Me: "Nope, haven't seen him today."
Teacher:
Me: "I don't know what to tell you other than I haven't seen him today."
Approx 1 minute later teacher shows up in my office with Wandering Student in tow. Student's complaint? "My stomach feels empty."
Had a nice bleeding head wound yesterday (naturally, it was a small little wound that just bled a lot. like they do). Got the kiddo squared away, talked to his mom (whom I went to nursing school with!), and all was good to go! While walking in this morning, I had a teacher (not this student's teacher, btw) stop me and say "Looks like your day has been a little less bloody than yesterday!" I just smile and say "oh, yes. Thank goodness!". How did she know about the bloody day yesterday?? BECAUE HIS TEACHER TOOK A PICTURE OF THE WOUND AND SHOWED IT TO ANYONE WHO ASKED TO SEE IT. C'mon now!
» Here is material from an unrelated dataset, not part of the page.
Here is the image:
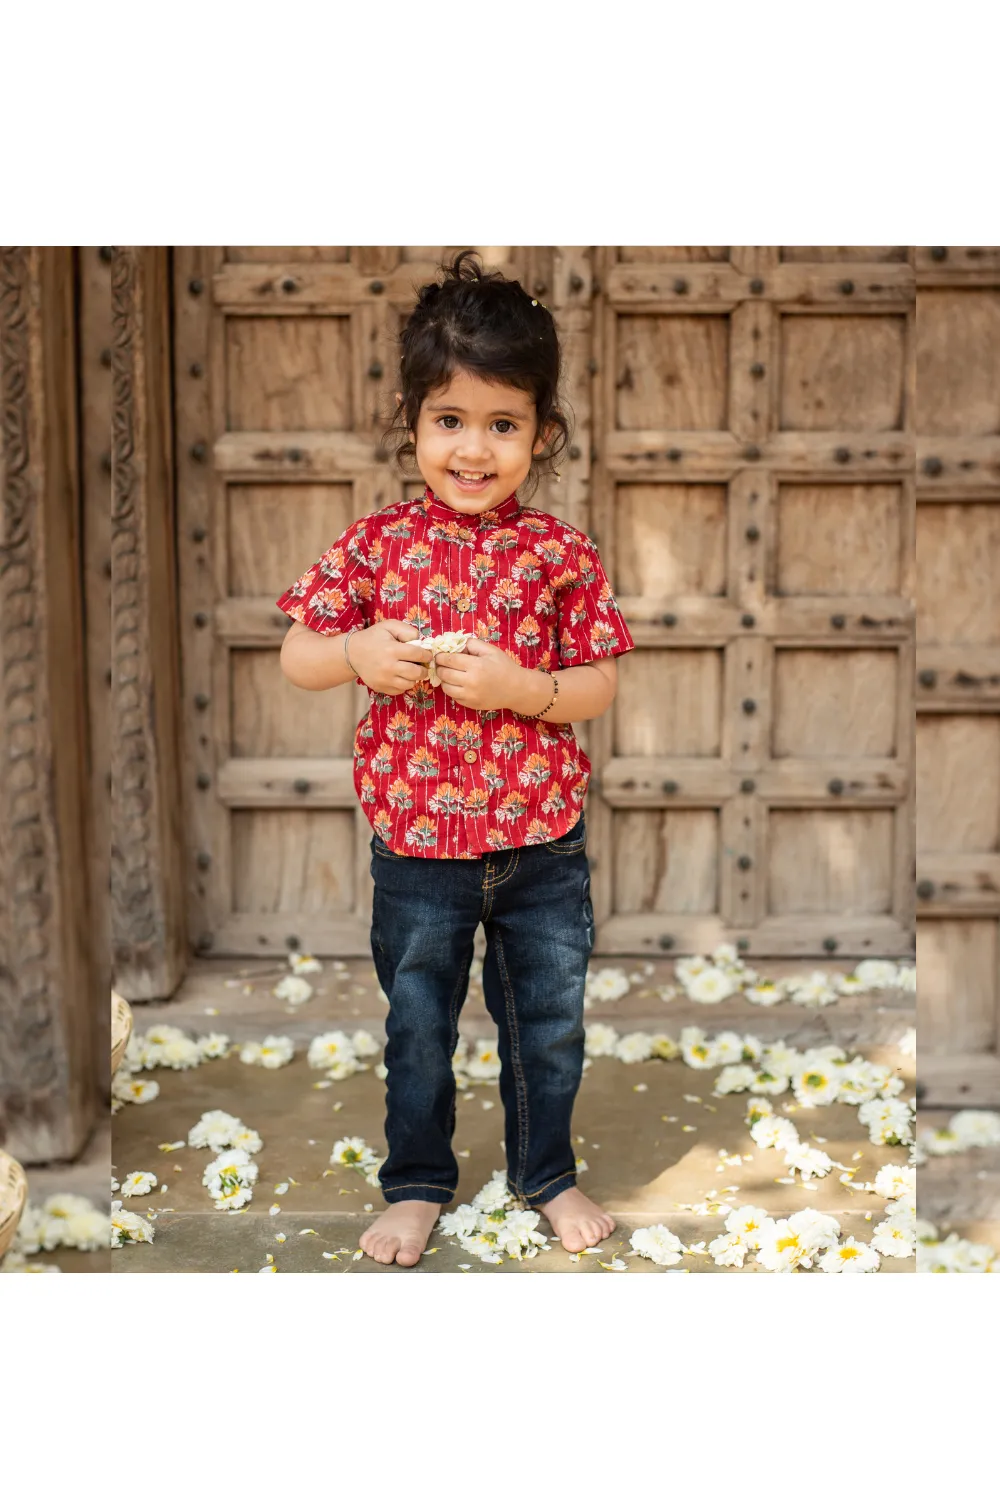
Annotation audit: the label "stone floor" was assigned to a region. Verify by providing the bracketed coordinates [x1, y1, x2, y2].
[918, 1108, 1000, 1254]
[112, 956, 915, 1274]
[15, 1116, 112, 1273]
Had a nice bleeding head wound yesterday (naturally, it was a small little wound that just bled a lot. like they do). Got the kiddo squared away, talked to his mom (whom I went to nursing school with!), and all was good to go! While walking in this morning, I had a teacher (not this student's teacher, btw) stop me and say "Looks like your day has been a little less bloody than yesterday!" I just smile and say "oh, yes. Thank goodness!". How did she know about the bloody day yesterday?? BECAUE HIS TEACHER TOOK A PICTURE OF THE WOUND AND SHOWED IT TO ANYONE WHO ASKED TO SEE IT.C'mon now!
I think this is a nice teaching moment for the teacher. I don't know why they still surprise me, but they do.
KG kiddo C/O bellyache that started before school. No N/V or need for the bathroom. She tells me that she didn't eat breakfast and that she is a little hungry. She also came to school toting a note from mom; which I like to label as "Get out of jail free" notes. Knowing that snack time is coming up, I send her back to class to try to eat her snack.
15 minutes later, KG kiddo back at my door, toting a huge chocolate cupcake that she is getting ready to take a big ol bite from, telling me her belly doesn't feel any better.
My response: "A cupcake and a bellyache don't add up." KG kiddo quietly turns on her heel and heads back to class. No further discussion needed :) :)
( I did call her mom, just to be on the safe side, but Mom agreed with me!)
that reminds me of a student that i had a while back sitting in my office complaining about the worst stomach ache she's ever had (dramatics, doubling over and moaning included at no charge) and can i please call her dad. Sure. This student's dad is "one of THOSE parents". While i'm on the phone with dad, I look over to watch the that the student is happily munching on a Slim jim. I gently advised Dad what he could do what he wanted, but given the recent recovery, the absence would not be excused. She went back to class with a scowl. Dad sounded embarrassed.
Cas1in72
186 Posts
A student comes running in my office, slides across the floor like an elephant on skates and crashes into my desk. Complains her feet are "cold and hurt" I look down to see that the little darling is wearing tap shoes without socks and just came in from recess in 30 degree weather. I asked if anyone knew that she wore tap shoes to school today. She let me know that the teacher told her this morning that her shoes were "pretty" C'mon now, sounds like a great idea to let the 2nd grader walk around in school, let alone on the icy playground, in tap shoes! C'mon now!!! Thankfully she didnt fall.... No incident report for me.